Pack a lunch, climb a mountain, and witness thousands of hawks gliding south over hills blazing with fall foliage. If only this romanticized rite of autumn were so easy. If only migrating hawks didn’t appear like specks of pepper cast to the winds, the birds of prey preying on a birder’s self-confidence. So here’s some advice for fledgling fall hawkwatchers.
The climb-a-mountain part is true. You’ll want a high perch from which to see lots of sky. But not just any mountain will do. Go to established hawk-watching sites (more on those later), where the topography conspires to funnel southbound hawks in large numbers. Up there, you’ll also find birders willing to share their hawkwatching wisdom.
Next, check the forecast for a classic fall day. Cool north winds and full or partial sun are the fuel for hawk migration. By late morning, sunshine warms the valleys, releasing thermals with hawks along for the lift. At least that’s the idea; even on perfect days sometimes the hawks don’t cooperate.

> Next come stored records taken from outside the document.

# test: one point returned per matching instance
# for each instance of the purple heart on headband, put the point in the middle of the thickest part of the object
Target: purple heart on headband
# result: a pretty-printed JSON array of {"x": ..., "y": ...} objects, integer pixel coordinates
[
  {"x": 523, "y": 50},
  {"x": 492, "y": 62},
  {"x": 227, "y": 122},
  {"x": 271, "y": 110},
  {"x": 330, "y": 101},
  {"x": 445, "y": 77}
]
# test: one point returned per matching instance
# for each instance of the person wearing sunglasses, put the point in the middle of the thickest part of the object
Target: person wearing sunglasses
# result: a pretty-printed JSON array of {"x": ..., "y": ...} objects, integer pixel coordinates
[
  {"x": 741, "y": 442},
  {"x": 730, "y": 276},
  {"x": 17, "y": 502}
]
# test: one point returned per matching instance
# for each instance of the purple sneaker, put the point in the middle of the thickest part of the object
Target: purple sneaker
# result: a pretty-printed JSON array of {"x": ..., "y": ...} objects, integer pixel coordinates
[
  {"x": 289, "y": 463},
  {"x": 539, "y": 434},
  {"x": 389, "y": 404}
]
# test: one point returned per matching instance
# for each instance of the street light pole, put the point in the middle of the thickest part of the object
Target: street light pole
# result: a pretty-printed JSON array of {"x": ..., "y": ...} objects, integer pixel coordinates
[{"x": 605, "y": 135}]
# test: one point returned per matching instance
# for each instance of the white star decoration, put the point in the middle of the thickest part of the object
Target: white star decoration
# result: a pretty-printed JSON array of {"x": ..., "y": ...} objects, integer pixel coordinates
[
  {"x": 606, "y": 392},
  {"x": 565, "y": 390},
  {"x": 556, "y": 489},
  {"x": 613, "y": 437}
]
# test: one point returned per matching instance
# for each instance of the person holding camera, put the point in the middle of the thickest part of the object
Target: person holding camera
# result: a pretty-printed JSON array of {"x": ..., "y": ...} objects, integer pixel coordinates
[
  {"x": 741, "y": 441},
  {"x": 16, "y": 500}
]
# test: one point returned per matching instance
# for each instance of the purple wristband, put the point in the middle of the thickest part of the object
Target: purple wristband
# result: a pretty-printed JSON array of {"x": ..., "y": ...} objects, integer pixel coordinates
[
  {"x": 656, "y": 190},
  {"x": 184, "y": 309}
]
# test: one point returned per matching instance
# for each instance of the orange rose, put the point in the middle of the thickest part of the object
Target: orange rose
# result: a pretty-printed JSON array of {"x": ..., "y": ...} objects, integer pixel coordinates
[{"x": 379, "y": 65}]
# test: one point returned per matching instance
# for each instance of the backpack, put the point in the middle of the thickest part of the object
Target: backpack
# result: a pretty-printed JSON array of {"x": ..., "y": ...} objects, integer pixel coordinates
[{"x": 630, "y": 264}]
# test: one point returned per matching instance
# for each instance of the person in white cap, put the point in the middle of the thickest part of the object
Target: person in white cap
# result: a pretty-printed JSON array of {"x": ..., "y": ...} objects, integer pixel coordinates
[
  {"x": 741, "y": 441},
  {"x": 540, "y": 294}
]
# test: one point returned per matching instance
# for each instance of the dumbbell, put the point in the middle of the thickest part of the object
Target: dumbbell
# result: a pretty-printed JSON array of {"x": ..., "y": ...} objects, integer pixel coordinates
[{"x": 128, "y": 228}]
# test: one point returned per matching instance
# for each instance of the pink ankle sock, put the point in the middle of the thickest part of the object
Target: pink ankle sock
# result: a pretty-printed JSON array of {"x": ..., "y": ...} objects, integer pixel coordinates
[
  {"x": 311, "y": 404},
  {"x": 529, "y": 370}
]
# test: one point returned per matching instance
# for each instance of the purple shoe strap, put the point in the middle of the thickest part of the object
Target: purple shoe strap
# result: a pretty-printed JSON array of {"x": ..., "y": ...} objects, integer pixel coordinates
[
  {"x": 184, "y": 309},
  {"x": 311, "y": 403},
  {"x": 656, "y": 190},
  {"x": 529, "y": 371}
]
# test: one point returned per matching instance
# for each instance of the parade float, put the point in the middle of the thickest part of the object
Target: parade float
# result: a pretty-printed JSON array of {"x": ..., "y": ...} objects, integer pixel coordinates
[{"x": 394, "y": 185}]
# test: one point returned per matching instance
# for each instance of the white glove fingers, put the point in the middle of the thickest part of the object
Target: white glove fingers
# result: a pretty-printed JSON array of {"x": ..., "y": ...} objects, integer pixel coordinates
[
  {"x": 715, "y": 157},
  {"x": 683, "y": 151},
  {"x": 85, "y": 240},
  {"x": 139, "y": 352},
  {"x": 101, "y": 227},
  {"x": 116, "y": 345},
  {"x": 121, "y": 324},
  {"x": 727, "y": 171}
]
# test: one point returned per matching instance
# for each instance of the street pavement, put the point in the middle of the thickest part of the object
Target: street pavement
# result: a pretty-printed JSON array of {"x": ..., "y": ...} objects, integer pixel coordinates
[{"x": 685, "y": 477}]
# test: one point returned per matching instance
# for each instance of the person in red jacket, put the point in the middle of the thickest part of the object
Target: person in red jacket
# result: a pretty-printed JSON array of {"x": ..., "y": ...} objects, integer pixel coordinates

But when they do, it often goes like this: You finally spot your first hawk...then another, and another, then three more, and as you brush your binoculars back and forth, up and down across the sky, you’ve discovered a kettle – hundreds of hawks, specks of pepper to be sure, but some of them drifting close enough to identify.
Identification Rule Number One: It’s a broadwing. The broad-winged hawk is the most abundant and reliable fall hawk in the Northeast. Small, stocky, and circling on flat, pointed wings, broadwings are themselves an event. Although they move south from late August into November, their numbers often surge from September 10-20, when broadwings constitute the vast majority of hawks we see in the Northeast. Here is your opportunity to learn and enjoy broad-winged hawks from every angle. And from that blizzard of broadwings, your next challenge is to find birds that are not broadwings.

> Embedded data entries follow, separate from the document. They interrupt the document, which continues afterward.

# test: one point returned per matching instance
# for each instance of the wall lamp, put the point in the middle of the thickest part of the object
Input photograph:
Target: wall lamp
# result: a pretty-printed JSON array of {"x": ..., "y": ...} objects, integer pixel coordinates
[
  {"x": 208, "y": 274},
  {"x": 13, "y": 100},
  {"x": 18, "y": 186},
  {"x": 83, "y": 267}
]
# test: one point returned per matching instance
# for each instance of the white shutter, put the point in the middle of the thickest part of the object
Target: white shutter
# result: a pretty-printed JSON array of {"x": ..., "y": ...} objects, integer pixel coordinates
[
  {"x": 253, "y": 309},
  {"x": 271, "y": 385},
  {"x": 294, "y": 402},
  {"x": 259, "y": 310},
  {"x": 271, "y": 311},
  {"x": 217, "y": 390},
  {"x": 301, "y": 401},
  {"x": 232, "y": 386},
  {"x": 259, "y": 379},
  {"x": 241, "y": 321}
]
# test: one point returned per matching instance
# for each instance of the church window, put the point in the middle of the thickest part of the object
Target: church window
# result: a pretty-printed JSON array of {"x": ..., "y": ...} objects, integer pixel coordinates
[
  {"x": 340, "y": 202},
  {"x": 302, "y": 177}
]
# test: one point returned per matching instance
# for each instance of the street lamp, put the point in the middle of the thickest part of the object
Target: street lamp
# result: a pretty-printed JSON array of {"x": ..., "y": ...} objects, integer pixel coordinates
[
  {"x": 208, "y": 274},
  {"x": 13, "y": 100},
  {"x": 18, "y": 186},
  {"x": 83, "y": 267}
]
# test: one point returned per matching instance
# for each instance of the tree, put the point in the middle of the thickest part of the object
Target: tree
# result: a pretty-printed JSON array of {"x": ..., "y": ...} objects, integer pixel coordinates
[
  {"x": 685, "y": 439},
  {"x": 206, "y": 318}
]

Which brings me to Rule Number Two: Abandon plumage. Skilled hawkwatchers can distinguish every eastern hawk, eagle, or falcon species by shape and style of flight alone. Give us a flapping silhouette in the sky, and we’ll put a name on it. After all, immature red-tailed hawks don’t have red tails and immature bald eagles don’t have bald heads. In the same way we use shape to separate pointy-winged falcons from broaderwinged hawks in flight, practiced hawkwatchers use subtler differences to separate similar species. Once you know the shape and flap of a broadwing, for example, you may more easily discover red-shouldered hawks by their slightly longer wings with more squared tips. (You won’t see red shoulders.)
The same goes for eagles – and Rule Number Three: It’s not a golden eagle. Okay, it might be. But golden eagles are rare in the east. Many a golden eagle report is actually of an immature bald eagle, which has a huge head and beak that project well forward of the wings, more so than on a smaller-headed golden eagle. Bald eagles, which are regulars at fall hawkwatching sites, often hold their wings flat or slightly drooped; golden eagles mostly hold theirs in a slight but noticeable dihedral.
Until the weather’s right and you get yourself up a mountain, here’s some homework: Consult the Hawk Migration Association of North America’s web site to locate a hawkfunneling mountain near you and download free guides to hawk identification. Augment your own field guides with Hawks at a Distance, by Jerry Liguori.
Finally, Rule Number Four: Be skeptical of generalizations (including mine). You may encounter migrating hawks away from mountains, even over cities. And hawks won’t always be so distant. Now and then they glide low overhead, exposing their classic field marks (so use them when you see them), along with grace, force, and intensity, producing some of the best “ooh-ahh” moments in all birding. But even when they don’t, or even when hawks don’t show up at all – hey, at least you’re on top of a mountain.